VUUR EN IJS
Een verhaal van Boudicca en Sammy / Twilight fanfic
Vuur en IJs is een verhaal die je laat zien dat de grootste vijanden zelfs samen kunnen leven. Hoe groot de verschillen tussen de twee personen ook zijn - alles kan. Zullen er samenwerking ontstaan die normaalgesproken ondenkbaar zijn? Zullen er vriendschappen, bondgenootschappen of zelfs liefdes onstaan? Of is de natuurlijke versie van dit alles het juiste eind? Volg hier een verhaal die je laat inzien dat alles mogelijk is. Een vampier en een weerwolf - twee natuurlijk vijanden - die plotseling samenkomen zonder dat ze dit echter willen. Maar de vraag is: pakt dit wel goed uit...?
Boudicca vertolkt de weerwolf Rudolf, die van een mug een olifant maakt en een weldegelijke sadist is.

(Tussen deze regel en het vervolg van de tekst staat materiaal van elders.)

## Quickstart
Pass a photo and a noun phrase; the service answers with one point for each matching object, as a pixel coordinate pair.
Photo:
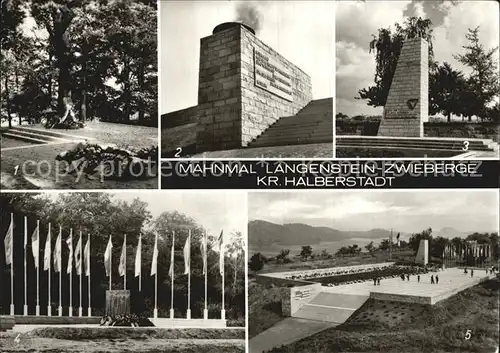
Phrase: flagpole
(49, 309)
(60, 271)
(110, 264)
(88, 259)
(205, 266)
(140, 263)
(71, 275)
(223, 311)
(155, 311)
(188, 314)
(25, 308)
(12, 264)
(172, 312)
(80, 309)
(125, 263)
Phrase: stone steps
(313, 124)
(418, 143)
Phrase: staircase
(313, 124)
(429, 143)
(331, 307)
(39, 136)
(7, 323)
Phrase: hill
(263, 233)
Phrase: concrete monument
(423, 252)
(407, 105)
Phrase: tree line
(451, 91)
(99, 215)
(436, 247)
(99, 54)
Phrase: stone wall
(179, 117)
(407, 105)
(219, 91)
(261, 108)
(431, 129)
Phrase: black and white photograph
(79, 94)
(417, 79)
(373, 271)
(123, 272)
(246, 79)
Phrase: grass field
(99, 340)
(444, 327)
(37, 167)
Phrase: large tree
(387, 47)
(447, 90)
(484, 80)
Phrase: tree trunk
(126, 91)
(7, 100)
(140, 78)
(49, 90)
(83, 103)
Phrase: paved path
(285, 332)
(449, 279)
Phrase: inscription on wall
(272, 76)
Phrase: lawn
(99, 340)
(411, 328)
(264, 308)
(38, 169)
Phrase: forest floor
(35, 167)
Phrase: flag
(86, 256)
(107, 257)
(57, 254)
(154, 263)
(47, 253)
(221, 253)
(203, 248)
(121, 266)
(187, 255)
(8, 243)
(78, 256)
(171, 269)
(138, 258)
(69, 242)
(35, 246)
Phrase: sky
(355, 68)
(405, 211)
(301, 31)
(212, 210)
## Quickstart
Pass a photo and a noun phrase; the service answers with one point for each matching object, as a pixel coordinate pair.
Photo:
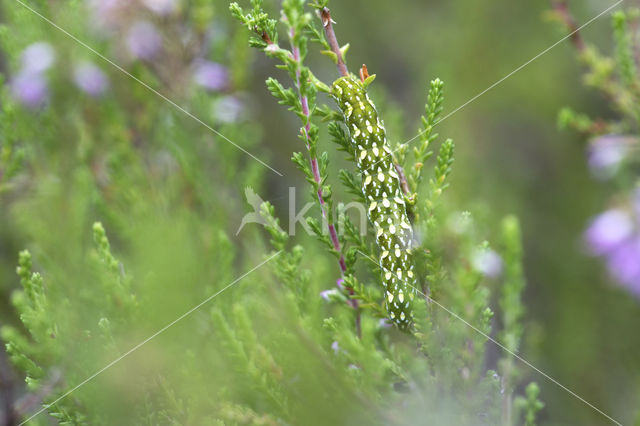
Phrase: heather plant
(145, 296)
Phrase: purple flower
(488, 263)
(90, 79)
(326, 294)
(37, 58)
(624, 264)
(608, 231)
(605, 154)
(385, 323)
(161, 7)
(211, 76)
(30, 89)
(228, 109)
(143, 40)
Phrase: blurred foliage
(129, 210)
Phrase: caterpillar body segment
(383, 194)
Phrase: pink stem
(316, 177)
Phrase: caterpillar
(381, 189)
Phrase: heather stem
(562, 8)
(327, 24)
(313, 160)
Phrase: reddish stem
(562, 9)
(327, 24)
(304, 102)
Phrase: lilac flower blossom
(608, 231)
(90, 79)
(624, 264)
(487, 262)
(143, 40)
(37, 58)
(606, 153)
(228, 109)
(211, 76)
(326, 294)
(30, 89)
(615, 235)
(161, 7)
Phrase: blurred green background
(511, 158)
(581, 329)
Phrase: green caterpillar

Sammy richt zich op Scarlett, de vrouwelijke newborn vampier die een bijhoorlijke eigen wil heeft.
PROLOOG
Proloog komt!
HOOFDSTUK ÉÉN | SCARLETT | ONTDEKKINGEN
Hoofdstuk | Personage | Hoofdstuktitel
Een verhaal van Boudicca en Sammy / Twilight fanfic
Vuur en IJs is een verhaal die je laat zien dat de grootste vijanden zelfs samen kunnen leven. Hoe groot de verschillen tussen de twee personen ook zijn - alles kan. Zullen er samenwerking ontstaan die normaalgesproken ondenkbaar zijn? Zullen er vriendschappen, bondgenootschappen of zelfs liefdes onstaan? Of is de natuurlijke versie van dit alles het juiste eind? Volg hier een verhaal die je laat inzien dat alles mogelijk is. Een vampier en een weerwolf - twee natuurlijk vijanden - die plotseling samenkomen zonder dat ze dit echter willen. Maar de vraag is: pakt dit wel goed uit...?
Boudicca vertolkt de weerwolf Rudolf, die van een mug een olifant maakt en een weldegelijke sadist is.
Sammy richt zich op Scarlett, de vrouwelijke newborn vampier die een bijhoorlijke eigen wil heeft.
PROLOOG
Proloog komt!
HOOFDSTUK ÉÉN | SCARLETT | ONTDEKKINGEN
Hoofdstuk | Personage | Hoofdstuktitel
- Spoiler:
- Het herhalende geklapwiek van vogels was te horen terwijl Scarlett het raam open had gezet en met haar bovenlichaam over het raamkozijn hing. De lucht was gevuld met duisternis; iets wat typisch bij de stemming paste. Een zucht verliet haar keel en haar dieprode ogen keken uit over het uitgestorven bos. Ondanks dat het midden in de nacht was, leek haar huid de kou niet aan te voelen. Er brandde geen licht in de kamer en enkel de maan en sterren deden het in en rondom het huis verlichtten. Overig licht was überhaupt overbodig; haar ogen waren zo ongelovelijk goedziend waardoor dit onnodig was.
Zoals gewoonlijk was er geen enkel teken van slaperigheid te vinden in haar lichaam. Nogmaals zuchtte ze - wat ook een overbodige handeling was omdat ze totaal geen zuurstof nodig had - terwijl haar lichtblonde lokken door de wind werden meegezogen in de eindeloos durende duisternis. Vogelzwermen vormden 'V'-silhouetten in de donkere hemel. Gekras weergalmde, een geluid wat hoogst waarschijnlijk niet door de slapende mensen te horen was. Niet dat deze mensen in de buurt woonden; het huis waar Scarlett in verbleef was afgelegen. Het lag net naast het bos, rond de inham van de eerste bomen, waar de mensen niet kwamen. Nee, daar was het te gevaarlijk. Veels te gevaarlijk.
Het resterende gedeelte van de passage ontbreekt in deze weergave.